2010-10-02 06:10:58 | Weblog
残り3ヶ月で22冊、年間100冊いけそうかな。

■本
77 非正規レジスタンス―池袋ウエストゲートパークⅧ/石田 衣良
78 街場のメディア論/内田 樹

77 マンガみたいに楽に読めて普通に楽しい。登場人物のキャラ設定が本当に巧みなので、引きこまれます。社会的弱者をテーマにしながらも、主人公の周りの人間は一応のハッピーエンドをむかえるところも、かすかな希望が持てて好きです。経済的に成功して方向を見誤った父と、地道に社会問題に取り組む優秀な子どもが対立するという話が2つ続いたのはいただけませんが。

78 とてもよい本。
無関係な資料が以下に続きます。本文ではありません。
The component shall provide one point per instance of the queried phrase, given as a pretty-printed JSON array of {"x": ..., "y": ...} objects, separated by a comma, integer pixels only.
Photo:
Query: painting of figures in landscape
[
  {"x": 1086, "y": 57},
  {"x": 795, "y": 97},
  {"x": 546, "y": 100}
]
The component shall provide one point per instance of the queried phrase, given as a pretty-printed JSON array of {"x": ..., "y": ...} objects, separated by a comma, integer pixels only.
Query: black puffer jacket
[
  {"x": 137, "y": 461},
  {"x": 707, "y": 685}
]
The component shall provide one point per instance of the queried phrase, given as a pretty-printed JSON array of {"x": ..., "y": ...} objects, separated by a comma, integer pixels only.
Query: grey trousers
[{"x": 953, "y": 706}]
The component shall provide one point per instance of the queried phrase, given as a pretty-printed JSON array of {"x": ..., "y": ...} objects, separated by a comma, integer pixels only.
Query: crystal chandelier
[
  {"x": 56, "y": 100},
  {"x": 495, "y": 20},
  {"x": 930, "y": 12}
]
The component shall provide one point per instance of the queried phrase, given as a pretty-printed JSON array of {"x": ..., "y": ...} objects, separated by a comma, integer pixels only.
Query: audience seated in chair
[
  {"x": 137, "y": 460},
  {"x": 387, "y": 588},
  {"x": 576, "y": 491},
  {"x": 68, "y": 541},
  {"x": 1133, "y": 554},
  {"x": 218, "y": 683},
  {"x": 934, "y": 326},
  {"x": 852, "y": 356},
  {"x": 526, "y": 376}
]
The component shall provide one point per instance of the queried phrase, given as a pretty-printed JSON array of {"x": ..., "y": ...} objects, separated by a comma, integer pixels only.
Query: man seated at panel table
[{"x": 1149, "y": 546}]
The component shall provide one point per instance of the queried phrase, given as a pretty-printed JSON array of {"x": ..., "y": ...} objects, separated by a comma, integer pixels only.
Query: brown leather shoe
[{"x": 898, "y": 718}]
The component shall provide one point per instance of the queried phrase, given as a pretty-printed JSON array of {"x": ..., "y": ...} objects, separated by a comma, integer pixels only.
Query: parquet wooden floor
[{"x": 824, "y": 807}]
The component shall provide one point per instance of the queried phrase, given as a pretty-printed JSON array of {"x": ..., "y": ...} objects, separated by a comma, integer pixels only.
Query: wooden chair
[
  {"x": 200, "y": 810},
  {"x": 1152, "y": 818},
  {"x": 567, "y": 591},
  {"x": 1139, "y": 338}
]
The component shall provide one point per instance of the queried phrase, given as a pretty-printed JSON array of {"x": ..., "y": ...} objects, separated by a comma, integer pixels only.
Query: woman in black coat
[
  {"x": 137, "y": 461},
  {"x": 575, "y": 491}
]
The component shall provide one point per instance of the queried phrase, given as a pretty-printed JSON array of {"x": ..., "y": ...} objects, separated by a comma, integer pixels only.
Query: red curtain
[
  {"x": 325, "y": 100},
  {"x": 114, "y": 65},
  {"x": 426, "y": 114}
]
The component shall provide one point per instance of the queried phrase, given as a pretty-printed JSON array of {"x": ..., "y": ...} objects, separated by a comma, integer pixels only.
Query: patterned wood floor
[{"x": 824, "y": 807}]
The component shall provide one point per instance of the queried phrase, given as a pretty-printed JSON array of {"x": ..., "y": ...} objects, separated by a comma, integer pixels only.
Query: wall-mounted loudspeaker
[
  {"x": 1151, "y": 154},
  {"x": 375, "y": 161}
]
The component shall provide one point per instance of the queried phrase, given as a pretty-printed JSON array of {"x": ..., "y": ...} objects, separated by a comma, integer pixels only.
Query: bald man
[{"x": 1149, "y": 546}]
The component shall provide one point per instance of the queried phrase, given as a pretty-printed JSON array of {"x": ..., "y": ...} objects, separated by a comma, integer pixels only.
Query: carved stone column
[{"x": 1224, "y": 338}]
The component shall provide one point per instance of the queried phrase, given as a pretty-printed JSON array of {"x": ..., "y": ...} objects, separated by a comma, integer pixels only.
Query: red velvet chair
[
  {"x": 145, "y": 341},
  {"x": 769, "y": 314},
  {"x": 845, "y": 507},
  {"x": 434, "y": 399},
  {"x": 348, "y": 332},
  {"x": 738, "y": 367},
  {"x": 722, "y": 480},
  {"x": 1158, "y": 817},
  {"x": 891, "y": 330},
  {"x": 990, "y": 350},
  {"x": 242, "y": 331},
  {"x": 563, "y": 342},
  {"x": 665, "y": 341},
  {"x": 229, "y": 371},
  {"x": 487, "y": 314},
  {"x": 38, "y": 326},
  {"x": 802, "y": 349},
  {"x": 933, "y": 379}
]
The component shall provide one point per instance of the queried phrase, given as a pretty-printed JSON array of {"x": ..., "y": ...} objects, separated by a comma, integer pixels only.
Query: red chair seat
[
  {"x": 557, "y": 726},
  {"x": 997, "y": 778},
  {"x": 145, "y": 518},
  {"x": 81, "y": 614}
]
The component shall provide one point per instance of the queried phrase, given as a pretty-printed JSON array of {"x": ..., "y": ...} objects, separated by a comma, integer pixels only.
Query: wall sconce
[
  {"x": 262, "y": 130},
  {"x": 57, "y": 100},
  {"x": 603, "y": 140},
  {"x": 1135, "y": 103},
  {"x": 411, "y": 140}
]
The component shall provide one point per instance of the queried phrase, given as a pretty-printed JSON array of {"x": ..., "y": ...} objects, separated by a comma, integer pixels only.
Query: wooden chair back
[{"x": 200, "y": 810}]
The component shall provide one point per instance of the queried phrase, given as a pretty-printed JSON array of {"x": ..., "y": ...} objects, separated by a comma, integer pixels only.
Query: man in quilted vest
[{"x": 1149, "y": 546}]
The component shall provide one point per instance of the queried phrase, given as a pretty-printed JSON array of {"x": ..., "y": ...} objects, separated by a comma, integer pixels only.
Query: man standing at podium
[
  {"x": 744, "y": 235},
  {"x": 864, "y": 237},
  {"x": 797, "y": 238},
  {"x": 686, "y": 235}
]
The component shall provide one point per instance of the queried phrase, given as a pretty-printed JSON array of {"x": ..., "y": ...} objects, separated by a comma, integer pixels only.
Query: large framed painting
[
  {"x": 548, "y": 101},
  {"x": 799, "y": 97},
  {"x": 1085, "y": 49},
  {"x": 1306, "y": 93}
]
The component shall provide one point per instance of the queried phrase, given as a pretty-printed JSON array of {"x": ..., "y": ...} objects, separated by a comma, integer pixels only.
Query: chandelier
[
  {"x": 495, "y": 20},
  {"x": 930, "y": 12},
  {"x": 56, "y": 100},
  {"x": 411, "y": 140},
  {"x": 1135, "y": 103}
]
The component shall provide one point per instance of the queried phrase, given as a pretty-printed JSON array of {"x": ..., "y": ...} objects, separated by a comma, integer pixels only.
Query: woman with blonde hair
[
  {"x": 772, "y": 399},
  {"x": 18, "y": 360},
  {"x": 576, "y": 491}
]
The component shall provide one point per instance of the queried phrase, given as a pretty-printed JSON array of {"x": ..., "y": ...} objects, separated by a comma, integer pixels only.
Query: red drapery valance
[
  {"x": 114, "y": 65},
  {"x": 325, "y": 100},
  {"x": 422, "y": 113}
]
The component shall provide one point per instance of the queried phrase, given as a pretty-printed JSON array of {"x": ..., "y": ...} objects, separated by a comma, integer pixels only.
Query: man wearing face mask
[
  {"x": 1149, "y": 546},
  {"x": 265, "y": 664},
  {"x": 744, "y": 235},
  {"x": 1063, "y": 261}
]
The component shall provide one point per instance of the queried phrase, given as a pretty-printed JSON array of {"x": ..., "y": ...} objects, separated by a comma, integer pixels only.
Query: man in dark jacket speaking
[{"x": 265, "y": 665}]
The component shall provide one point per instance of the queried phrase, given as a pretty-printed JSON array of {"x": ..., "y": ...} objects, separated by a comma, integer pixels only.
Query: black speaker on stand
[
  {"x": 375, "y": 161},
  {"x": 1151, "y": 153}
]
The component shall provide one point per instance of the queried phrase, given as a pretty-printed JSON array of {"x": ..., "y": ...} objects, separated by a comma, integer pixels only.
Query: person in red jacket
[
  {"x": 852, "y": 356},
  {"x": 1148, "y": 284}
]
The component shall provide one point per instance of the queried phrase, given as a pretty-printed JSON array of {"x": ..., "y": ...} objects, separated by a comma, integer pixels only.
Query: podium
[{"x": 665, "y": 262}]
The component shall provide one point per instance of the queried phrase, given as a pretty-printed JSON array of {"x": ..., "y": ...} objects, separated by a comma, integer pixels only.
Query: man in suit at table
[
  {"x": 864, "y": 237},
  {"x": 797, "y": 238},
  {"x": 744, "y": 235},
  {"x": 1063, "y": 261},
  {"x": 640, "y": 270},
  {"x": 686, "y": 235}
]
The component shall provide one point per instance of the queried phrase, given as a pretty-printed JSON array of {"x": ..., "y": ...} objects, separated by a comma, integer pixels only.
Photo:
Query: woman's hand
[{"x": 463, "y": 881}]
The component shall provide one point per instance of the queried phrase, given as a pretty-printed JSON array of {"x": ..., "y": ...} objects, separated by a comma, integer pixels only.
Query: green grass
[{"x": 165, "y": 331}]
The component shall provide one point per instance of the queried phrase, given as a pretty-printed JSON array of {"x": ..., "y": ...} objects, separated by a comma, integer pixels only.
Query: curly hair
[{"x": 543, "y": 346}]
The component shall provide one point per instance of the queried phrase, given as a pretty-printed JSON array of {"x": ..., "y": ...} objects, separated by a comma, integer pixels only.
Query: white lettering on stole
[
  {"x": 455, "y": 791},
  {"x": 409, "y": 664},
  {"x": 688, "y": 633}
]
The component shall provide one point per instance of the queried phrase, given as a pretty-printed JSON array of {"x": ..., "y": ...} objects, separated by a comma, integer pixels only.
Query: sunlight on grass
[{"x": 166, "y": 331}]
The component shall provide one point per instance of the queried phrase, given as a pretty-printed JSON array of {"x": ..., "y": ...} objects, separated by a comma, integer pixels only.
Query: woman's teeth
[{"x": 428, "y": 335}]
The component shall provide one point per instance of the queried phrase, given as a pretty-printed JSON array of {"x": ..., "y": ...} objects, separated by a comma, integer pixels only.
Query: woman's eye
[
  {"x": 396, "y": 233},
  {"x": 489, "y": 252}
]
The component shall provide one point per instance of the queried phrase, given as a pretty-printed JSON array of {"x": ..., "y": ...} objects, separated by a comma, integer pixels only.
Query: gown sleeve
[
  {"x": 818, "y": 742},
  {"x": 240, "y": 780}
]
この数年書かれたメディアに関する本の中では1番ではないでしょうか? マスメディアの不調はインターネットの普及によるもの、というこれまでの単純な構造把握からはるかに超えて、マスメディアが発信する情報の質や志の低下が原因である(個人として、自分の考えを伝えたいと腹をくくって情報を発信している、一部の優秀なブロガーが発信する情報の方が質が高い)と指摘されています。筆者がまえがきで述べている、「メディアについて批判的に語るということは、何よりもまず、現にメディアを通じて定型化・常套句化しているメディア批判の言説から一歩離れて、軽々にそれを繰り返さないということ」に成功していると思います。冒頭のキャリア論もとても腹に落ち、実用書としても役に立ちます。最後には、構造主義的な視点からメディアを分析していて、知的好奇心も満たされます。楽しい読書体験でした。


■CD
36 Hands All Over/maroon 5

 ファーストアルバムを聴いたとき時ほどの衝撃はないにしても、よくできた作品だと思います。スケールの大きい楽曲も増え、貫禄も感じられます。ロック、ダンス、R&Bなどいろんな要素が混ざりながら、ポップさを維持しているところがこのバンドの一番のすごさだと思います。マニアックさに逃げない、売れ線真っ向勝負の作品。この実直さがこの時代に受け容れられるかは微妙ですが。